The Place Beyond the Pines
It struck me the other day when watching Derek Cianfrance’s The Place Beyond the Pines that we tend to undervalue all music when it’s attached to images of any kind, most obviously movies. It’s certainly fair to say that most people consider film music itself to be subsidiary to ‘proper’ classical music, but what about using classical music as film music? It’s common practice to use it as a temp track, i.e. to synch classical music in the early stages of post-production, often as a guide to the film composer. In the case of someone like Kubrick, the music stays, thus many of us learned of Also Sprach Zarathustra not from studying Richard Strauss, but from 2001: A Space Odyssey. And film music can in turn become classic (though not necessarily counted as classical music). Think of Hermann’s jagged-string Psycho (used endlessly) or his magnificent score for Vertigo, which was used on The Player(and probably earned it its film-composer Oscar).

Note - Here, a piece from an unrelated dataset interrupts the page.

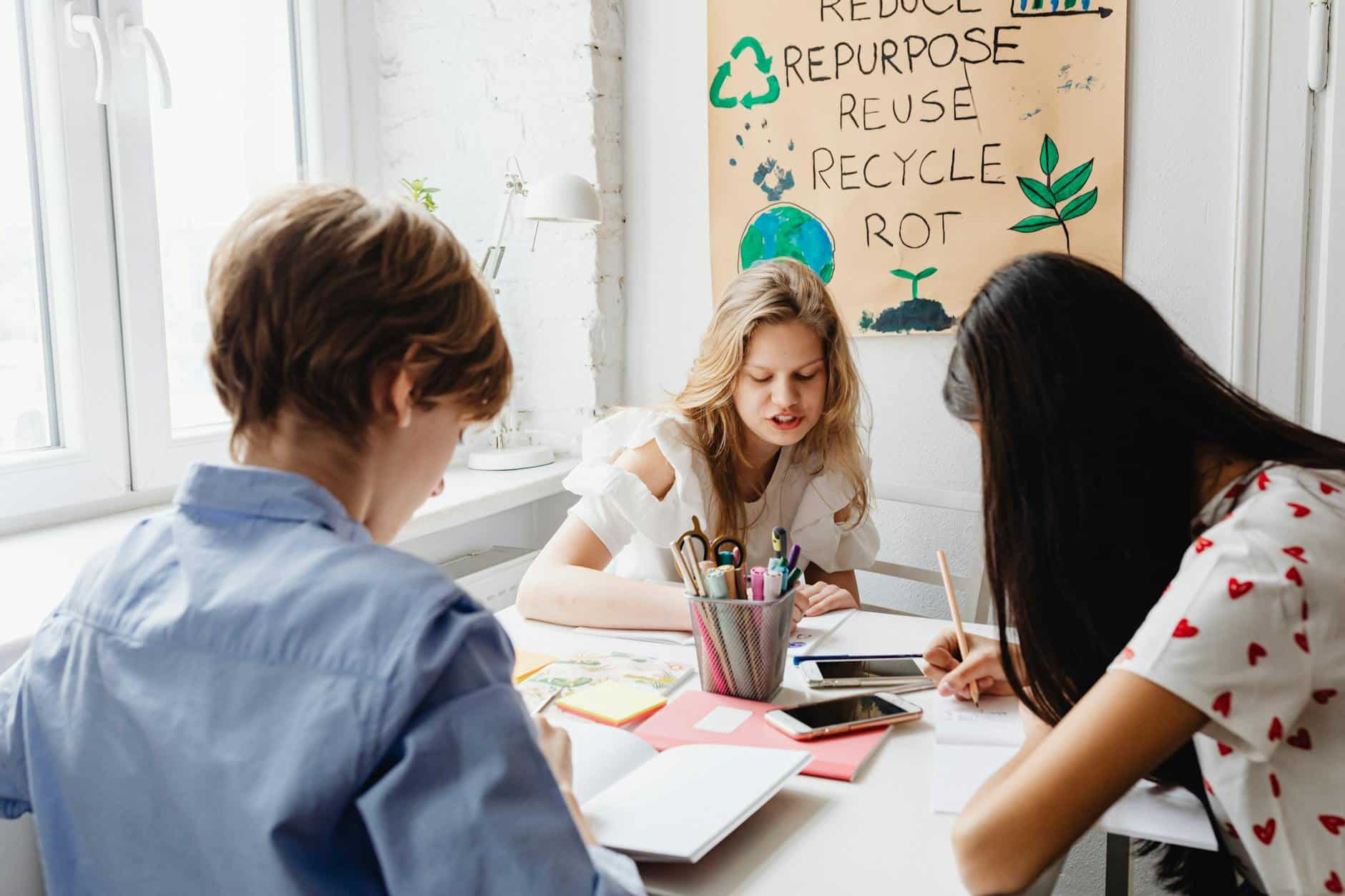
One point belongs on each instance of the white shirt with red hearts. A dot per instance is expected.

The Place Beyond the Pines is an interesting movie, not least for its use of music. At first it’s just another indie movie about a loner who discovers deeper meaning in family. A third of the way through it shifts somewhat upsettingly to a new story, that of an ambitious cop, seemingly trapped by corruption and redeemed through honesty and ambition. The final act takes a swooping turn into melodrama, when the sins of the fathers are visited upon their sons. It has the epic scale of The American Novel and, at 140 minutes, its length too. The performances are universally good, though a lot rests on the shoulders of the two young leads (rather than upon its stars) and would surely have failed had they not been so convincing (Emory Cohen and Dane Dehaan, names to watch out for, though the latter’s filmography is already impressive).

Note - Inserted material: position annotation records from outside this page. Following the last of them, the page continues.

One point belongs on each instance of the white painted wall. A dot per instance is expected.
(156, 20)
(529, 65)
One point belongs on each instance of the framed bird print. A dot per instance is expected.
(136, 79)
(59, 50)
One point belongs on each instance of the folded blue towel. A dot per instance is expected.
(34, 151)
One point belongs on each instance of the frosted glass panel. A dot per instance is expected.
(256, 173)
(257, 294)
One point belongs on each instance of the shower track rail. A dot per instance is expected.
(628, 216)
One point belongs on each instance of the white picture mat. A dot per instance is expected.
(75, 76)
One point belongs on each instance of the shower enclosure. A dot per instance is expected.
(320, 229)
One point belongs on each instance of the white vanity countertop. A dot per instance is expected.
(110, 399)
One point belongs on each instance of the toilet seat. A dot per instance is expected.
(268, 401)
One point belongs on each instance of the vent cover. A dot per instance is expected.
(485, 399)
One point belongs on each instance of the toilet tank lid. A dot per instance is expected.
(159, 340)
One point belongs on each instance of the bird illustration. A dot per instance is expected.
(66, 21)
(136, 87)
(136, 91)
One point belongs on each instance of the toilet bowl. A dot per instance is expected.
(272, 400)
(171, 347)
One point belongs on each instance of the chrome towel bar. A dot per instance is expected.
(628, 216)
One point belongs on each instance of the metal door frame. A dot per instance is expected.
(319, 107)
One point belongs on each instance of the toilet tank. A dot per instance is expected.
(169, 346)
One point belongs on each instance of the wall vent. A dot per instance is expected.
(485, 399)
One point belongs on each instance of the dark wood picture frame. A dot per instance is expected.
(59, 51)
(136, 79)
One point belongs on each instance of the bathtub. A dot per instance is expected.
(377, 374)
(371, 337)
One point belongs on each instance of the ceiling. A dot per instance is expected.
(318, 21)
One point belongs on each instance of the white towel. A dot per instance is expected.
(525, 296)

As is seemingly common these days with character-led movies, the soundtrack is an eclectic mix of source material (classical music) and short, composed interludes, the whole overseen by a rock artist rather than by the standard Hollywood film composer (in this case, Mike Patton of metal band Faith No More). There’s no lush orchestration. Instead you have a soundscape of guitars, synth and real voices, strings, honky-tonk piano, scratches, bangs, crackles and the occasional wailing saxophone.
This last is, for me at least, the most interesting. The particular timbre, a keening soprano sax, is clearly indebted to Jan Garbarek’s hard-reeded sound, and the looped, Renaissance music over which this plays (some in a scene in a church) is obviously indebted to the Norwegian musician’s work with The Hilliard Ensemble. There are other early-music references. At one point, the ubiquitous Allegri Miserere makes a brief appearance, and Fratres by Arvo Part, a composer with an acknowledged debt to the modality and minimalism of medieval music, appears in several guises.
Of course, early music doesn’t have any role in the movie. None of these characters would have heard of Monteverdi, let alone Machaut, and few of the audience members either. But that’s not the point; early music and its derivatives suggest various things, amongst them spirituality, history, and religiosity. Perhaps most obviously, though, it makes great mood music, by which I mean it imbues a scene with an ambience of generic mysticism and suggests that the characters are thinking deep and enigmatic thoughts.
All of which means that film occasionally pimps the classics, with music offering up its unchallengeable virtues to popularism and happily accepting the cash that Hollywood leaves on the nightstand. That gets many classical musicians hot under the collar, though not this one. Can anyone put their hand up and say that they haven’t discovered a new composer or band by hearing them in the background, or as an accompaniment to a moving image?